Mastering the Phone Interview Process
A phone interview is often the first stage in the recruitment process. It is an inexpensive method that can determine cultural and behavioral fit it is a time and money saving tool for the candidate and the interviewer. But, there are a considerable number of pitfalls for candidates. Here are a few tips that can help you create the best impression possible.
Try to avoid conducting the interview in a busy, noisy environment, or in your car. A private office where you will be uninterrupted is perfect. If possible, use a landline. Poor mobile phone reception is the reason why many phone interviews are not successful.

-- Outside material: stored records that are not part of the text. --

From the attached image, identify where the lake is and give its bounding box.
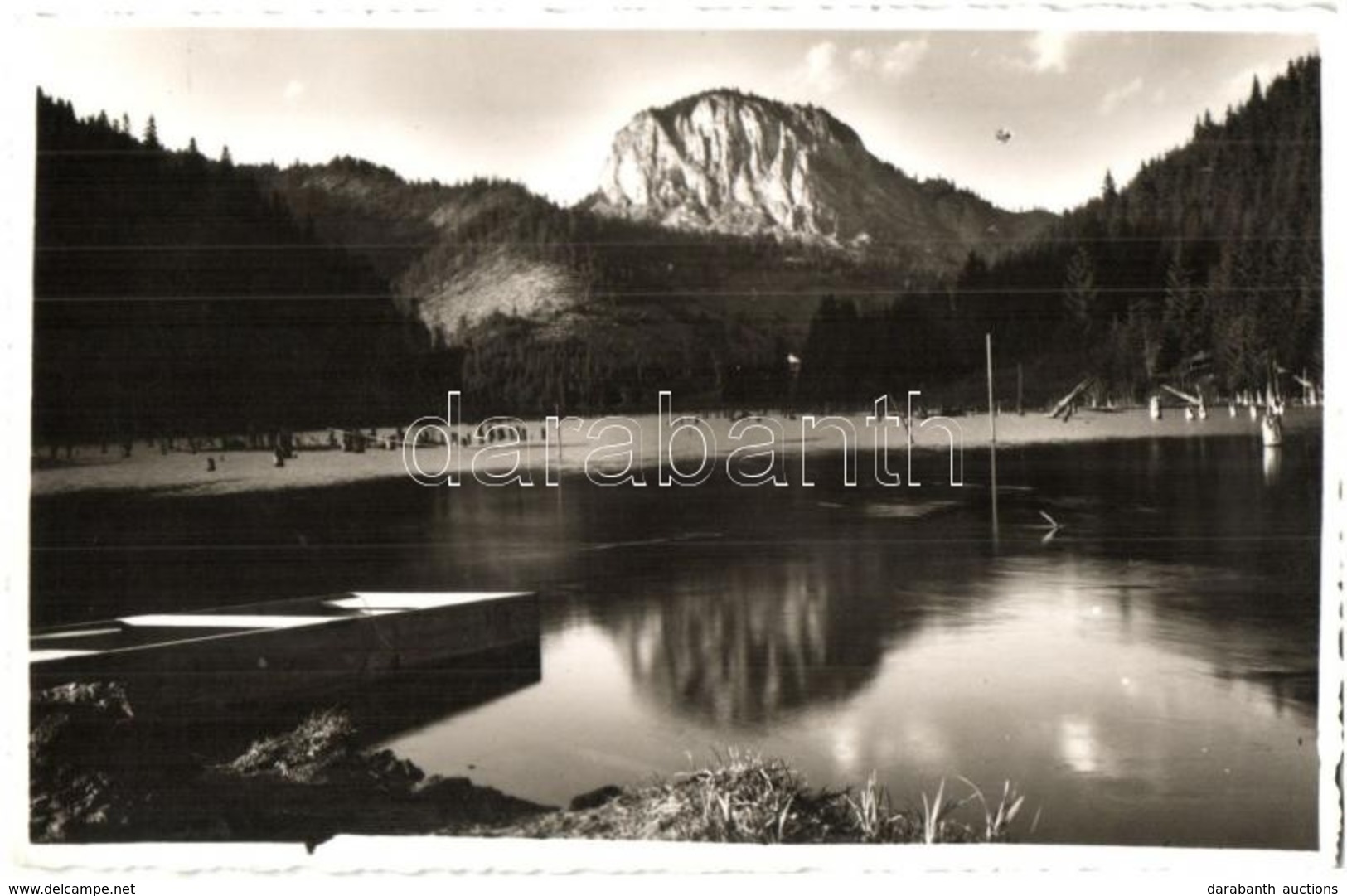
[32,431,1323,849]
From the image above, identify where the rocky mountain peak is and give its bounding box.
[589,89,1044,267]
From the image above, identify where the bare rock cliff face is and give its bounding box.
[589,90,1051,265]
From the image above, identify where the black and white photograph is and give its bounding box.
[8,12,1342,878]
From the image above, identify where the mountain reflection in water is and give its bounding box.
[34,433,1321,849]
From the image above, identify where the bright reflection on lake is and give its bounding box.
[35,420,1321,849]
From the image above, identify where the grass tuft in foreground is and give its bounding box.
[490,750,1024,844]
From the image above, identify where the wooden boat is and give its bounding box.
[30,592,539,707]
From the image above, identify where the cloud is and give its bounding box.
[1026,31,1076,74]
[1226,63,1277,103]
[804,41,845,93]
[879,38,931,81]
[847,47,875,71]
[802,38,931,93]
[1099,75,1145,116]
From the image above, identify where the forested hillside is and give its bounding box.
[804,56,1323,400]
[34,92,429,441]
[34,58,1323,441]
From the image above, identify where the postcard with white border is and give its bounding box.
[6,0,1343,892]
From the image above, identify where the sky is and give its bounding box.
[32,26,1316,211]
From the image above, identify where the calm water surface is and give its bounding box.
[34,433,1321,849]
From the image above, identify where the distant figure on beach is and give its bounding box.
[1262,412,1281,448]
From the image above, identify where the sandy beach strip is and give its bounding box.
[31,405,1323,497]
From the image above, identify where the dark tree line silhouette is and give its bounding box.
[34,56,1323,442]
[34,92,429,443]
[802,56,1323,401]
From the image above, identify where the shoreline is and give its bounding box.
[28,683,1024,851]
[30,407,1323,498]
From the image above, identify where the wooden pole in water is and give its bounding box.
[987,333,1000,539]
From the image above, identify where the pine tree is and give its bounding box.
[1062,246,1099,337]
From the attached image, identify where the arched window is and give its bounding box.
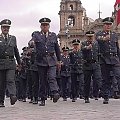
[70,5,73,10]
[68,16,75,27]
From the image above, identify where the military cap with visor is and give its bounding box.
[85,31,95,36]
[39,18,51,24]
[62,47,69,51]
[72,39,80,45]
[0,19,11,27]
[102,17,114,24]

Learn as much about the company as possible. You certainly want to be prepared for the questions “What do you know about XYZ company”, and “Why do you want to work here?”
Smile, and Stand Up
Look in the mirror and smile. This can translate into feeling more confident and sounding more positive. Stand up instead of sitting down. Sitting down can make you feel cramped in and this can make your speech sound cramped in. You’ll also sound more confident by standing up. We also recommend walking around a bit, but not too much, to help keep the call going smoothly.
Voice and Tone
Do not sound monotone. Vary your pitch and tone of voice.
Listening and Answers
Listen and wait for the interviewer to finish the question, and then proceed. Don’t interrupt the interviewer. Give short, concise answers, without sounding unfriendly or cold, of course. Speak slowly and articulately. One disadvantage of a phone interview is that there is no visual communication – there is no way to see facial expressions or body language – and it can be difficult to know when to stop talking. Do not talk for long periods of time. It is a good idea to pause after every three or four sentences to allow the interviewer to confirm they have heard enough or drill down further. When you pause, ask, “Have I given you enough information?” or “Do you need me to proceed further?”